Was the Meier building the equivalent of a McMansion commissioned by a family living beyond its means? Perhaps. Schuller’s church declared bankruptcy in 2010. The campus was acquired soon after by the Roman Catholic Diocese, which has hired the Los Angeles firms Rios Clementi Hale and Johnson Fain to update it.

But Meier’s design also managed -- against long odds, given the differences in style and philosophy among the three architects -- to bring all of Schuller’s landmarks into a cohesive whole. And it did so by banishing the car, which had been so central to Schuller’s vision of an expansive, even sprawling ministry, in favor of the pedestrian, and trading the suburban design cues of Neutra and Johnson for a more civic, even urban idea of collective space.

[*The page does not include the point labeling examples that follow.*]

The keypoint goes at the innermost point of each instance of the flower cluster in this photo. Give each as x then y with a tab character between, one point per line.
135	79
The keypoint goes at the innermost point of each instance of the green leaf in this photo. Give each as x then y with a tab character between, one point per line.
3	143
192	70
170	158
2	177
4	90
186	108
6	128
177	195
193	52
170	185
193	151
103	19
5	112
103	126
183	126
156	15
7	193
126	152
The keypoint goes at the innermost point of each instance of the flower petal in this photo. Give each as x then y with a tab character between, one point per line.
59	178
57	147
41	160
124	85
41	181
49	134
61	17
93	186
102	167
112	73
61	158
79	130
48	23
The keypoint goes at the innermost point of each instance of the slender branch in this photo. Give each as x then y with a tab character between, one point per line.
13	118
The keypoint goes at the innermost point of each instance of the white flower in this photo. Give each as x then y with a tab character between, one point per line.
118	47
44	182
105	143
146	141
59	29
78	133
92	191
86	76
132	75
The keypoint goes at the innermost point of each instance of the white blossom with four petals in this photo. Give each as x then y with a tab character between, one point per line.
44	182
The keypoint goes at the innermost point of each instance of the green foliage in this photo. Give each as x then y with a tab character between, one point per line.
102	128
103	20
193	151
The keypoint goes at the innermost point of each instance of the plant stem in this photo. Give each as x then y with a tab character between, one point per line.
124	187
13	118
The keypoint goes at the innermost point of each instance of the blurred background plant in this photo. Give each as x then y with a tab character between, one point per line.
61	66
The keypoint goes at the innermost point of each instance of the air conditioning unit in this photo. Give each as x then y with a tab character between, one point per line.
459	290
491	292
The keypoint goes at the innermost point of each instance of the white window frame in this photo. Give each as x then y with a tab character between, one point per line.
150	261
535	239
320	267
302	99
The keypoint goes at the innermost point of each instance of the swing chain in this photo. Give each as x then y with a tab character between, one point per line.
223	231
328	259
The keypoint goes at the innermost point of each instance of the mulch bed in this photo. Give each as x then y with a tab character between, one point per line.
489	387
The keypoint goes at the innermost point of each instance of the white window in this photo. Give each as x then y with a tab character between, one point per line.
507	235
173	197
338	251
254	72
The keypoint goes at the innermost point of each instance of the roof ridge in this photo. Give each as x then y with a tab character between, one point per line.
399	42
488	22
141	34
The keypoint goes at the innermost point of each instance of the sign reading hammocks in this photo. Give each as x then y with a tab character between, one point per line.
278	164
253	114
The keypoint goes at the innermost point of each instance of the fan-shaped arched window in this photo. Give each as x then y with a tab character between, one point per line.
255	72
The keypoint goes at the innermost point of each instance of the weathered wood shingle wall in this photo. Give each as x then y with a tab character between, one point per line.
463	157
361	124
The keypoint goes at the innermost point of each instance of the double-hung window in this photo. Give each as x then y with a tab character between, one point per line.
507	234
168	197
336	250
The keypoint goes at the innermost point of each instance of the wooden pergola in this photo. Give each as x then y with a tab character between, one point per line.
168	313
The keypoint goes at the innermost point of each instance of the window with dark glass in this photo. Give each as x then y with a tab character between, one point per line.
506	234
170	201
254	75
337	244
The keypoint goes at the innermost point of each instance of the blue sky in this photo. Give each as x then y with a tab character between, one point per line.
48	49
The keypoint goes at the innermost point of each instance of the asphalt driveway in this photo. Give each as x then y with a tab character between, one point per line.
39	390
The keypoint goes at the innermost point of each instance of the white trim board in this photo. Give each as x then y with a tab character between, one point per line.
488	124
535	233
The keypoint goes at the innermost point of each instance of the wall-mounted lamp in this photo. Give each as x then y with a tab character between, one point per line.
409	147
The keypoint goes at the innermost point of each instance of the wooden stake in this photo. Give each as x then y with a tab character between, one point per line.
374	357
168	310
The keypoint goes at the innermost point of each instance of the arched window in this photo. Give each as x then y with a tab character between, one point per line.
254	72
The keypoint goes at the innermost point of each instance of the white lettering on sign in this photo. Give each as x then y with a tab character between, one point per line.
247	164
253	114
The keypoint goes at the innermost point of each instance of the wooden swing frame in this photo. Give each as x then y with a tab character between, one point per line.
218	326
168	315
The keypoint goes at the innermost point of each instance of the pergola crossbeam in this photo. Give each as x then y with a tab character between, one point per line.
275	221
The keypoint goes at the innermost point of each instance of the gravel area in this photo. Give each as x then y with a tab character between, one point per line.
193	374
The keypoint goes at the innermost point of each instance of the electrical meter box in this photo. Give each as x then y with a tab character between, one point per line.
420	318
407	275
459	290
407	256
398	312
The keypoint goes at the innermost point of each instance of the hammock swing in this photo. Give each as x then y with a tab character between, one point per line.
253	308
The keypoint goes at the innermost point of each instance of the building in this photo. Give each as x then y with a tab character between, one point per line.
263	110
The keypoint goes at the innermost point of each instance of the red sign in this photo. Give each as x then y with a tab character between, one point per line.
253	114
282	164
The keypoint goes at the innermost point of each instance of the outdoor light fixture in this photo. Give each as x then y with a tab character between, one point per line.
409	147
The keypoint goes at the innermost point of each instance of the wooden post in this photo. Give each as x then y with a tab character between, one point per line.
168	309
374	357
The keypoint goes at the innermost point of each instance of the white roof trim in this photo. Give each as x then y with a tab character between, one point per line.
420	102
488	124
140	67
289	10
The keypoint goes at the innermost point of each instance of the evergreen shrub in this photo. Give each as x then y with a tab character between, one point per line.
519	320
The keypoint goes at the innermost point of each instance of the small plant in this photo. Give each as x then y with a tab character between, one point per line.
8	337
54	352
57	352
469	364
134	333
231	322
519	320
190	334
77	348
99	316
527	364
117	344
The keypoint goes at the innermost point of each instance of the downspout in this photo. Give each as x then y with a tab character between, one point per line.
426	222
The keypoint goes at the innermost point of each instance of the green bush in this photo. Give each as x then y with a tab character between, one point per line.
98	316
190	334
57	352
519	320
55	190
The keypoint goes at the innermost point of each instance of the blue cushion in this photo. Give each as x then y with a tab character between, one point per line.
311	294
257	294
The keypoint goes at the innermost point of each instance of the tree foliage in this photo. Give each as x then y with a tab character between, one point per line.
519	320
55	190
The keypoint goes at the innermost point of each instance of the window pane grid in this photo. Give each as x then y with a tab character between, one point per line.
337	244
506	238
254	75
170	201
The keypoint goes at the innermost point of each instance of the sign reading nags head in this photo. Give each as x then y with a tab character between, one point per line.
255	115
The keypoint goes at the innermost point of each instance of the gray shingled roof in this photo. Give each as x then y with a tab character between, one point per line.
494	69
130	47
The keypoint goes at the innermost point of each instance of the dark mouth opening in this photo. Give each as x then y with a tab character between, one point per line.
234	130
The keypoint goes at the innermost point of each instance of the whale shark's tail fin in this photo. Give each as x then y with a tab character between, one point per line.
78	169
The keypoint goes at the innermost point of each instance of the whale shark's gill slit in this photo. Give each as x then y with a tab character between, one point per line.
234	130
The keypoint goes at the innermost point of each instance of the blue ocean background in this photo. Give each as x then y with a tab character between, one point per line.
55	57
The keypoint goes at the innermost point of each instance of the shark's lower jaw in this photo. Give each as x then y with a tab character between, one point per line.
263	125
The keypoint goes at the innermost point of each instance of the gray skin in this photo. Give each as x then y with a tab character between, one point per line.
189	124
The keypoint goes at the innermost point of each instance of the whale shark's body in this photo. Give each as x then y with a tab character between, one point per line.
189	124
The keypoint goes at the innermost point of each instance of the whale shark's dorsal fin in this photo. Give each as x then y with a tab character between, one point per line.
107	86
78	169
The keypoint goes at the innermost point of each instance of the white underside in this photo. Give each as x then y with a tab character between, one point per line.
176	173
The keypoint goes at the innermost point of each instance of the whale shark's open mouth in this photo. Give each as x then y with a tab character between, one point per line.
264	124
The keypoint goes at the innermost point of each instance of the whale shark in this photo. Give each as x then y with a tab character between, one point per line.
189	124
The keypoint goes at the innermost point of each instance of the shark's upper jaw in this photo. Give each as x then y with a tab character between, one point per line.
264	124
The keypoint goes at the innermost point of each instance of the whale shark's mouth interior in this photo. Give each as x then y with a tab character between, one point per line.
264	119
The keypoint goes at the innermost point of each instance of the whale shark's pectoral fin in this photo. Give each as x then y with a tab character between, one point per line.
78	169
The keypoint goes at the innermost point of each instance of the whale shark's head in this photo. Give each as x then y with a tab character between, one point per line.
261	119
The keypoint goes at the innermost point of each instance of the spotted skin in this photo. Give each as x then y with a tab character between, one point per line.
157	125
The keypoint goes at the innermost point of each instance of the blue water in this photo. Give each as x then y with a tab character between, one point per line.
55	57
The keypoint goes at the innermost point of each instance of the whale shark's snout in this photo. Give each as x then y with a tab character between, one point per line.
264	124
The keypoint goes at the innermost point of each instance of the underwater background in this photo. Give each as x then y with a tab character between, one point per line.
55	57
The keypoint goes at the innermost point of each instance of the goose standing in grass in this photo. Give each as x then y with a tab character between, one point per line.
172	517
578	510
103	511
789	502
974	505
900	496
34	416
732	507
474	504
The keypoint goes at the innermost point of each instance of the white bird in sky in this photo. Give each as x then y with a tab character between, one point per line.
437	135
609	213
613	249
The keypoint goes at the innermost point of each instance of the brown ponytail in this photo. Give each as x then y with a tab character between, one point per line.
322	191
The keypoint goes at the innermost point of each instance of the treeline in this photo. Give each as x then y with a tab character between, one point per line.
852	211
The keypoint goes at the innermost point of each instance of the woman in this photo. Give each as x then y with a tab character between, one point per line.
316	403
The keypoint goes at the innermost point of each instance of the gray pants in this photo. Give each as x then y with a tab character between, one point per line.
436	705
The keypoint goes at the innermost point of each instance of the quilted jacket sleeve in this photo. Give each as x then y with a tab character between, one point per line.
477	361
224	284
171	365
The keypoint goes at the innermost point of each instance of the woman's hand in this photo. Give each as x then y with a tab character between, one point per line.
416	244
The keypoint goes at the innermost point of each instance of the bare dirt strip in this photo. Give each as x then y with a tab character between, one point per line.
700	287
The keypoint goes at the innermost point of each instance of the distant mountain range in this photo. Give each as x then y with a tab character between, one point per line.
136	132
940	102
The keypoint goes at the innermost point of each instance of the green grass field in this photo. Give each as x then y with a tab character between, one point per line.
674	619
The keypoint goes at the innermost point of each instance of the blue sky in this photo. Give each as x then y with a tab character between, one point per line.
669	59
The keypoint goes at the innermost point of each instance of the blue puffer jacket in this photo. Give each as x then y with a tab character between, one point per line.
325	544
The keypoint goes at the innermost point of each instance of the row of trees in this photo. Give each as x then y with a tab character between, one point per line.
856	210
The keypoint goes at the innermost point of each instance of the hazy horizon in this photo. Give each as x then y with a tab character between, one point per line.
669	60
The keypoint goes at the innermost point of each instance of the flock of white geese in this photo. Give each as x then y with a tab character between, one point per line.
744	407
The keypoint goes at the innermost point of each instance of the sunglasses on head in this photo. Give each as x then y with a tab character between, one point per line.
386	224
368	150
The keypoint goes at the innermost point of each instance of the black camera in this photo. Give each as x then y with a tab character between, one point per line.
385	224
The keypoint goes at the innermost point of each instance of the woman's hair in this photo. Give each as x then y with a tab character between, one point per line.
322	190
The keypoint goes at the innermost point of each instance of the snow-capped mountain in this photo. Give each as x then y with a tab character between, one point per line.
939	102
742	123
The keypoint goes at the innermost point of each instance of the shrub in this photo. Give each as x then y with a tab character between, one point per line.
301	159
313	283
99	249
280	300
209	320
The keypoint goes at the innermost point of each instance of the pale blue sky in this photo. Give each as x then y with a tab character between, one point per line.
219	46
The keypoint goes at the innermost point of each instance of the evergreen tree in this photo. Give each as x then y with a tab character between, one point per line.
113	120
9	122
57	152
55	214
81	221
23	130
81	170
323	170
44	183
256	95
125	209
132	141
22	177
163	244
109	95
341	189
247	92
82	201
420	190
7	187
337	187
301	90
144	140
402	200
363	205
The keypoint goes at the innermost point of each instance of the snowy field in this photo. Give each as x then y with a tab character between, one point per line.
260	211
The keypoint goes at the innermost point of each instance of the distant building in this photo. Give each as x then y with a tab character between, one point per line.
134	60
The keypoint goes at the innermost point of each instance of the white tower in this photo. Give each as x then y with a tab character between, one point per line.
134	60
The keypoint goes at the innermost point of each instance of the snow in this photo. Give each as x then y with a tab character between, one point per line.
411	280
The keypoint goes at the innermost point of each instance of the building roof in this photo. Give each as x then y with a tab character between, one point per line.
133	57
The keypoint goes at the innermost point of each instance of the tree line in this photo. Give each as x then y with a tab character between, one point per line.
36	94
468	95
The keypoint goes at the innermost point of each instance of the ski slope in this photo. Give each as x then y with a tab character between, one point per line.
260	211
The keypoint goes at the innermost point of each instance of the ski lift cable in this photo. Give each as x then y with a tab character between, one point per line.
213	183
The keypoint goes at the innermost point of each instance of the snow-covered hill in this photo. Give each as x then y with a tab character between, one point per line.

The three buildings now consider one another across a carefully proportioned courtyard that suggests, in ways both hackneyed and effective, an Italian piazza. The Neutra and Johnson designs, meant to serve to an atomized region connected by freeways, suddenly have something to say about community.

The energy of the architecture is no longer directly entirely outward, to parking lots and television sets, but has turned inward. The courtyard is a place not for the newcomers Schuller once preached to, unwilling to leave the comfort of their cars, but for people, and buildings, that have been here a while.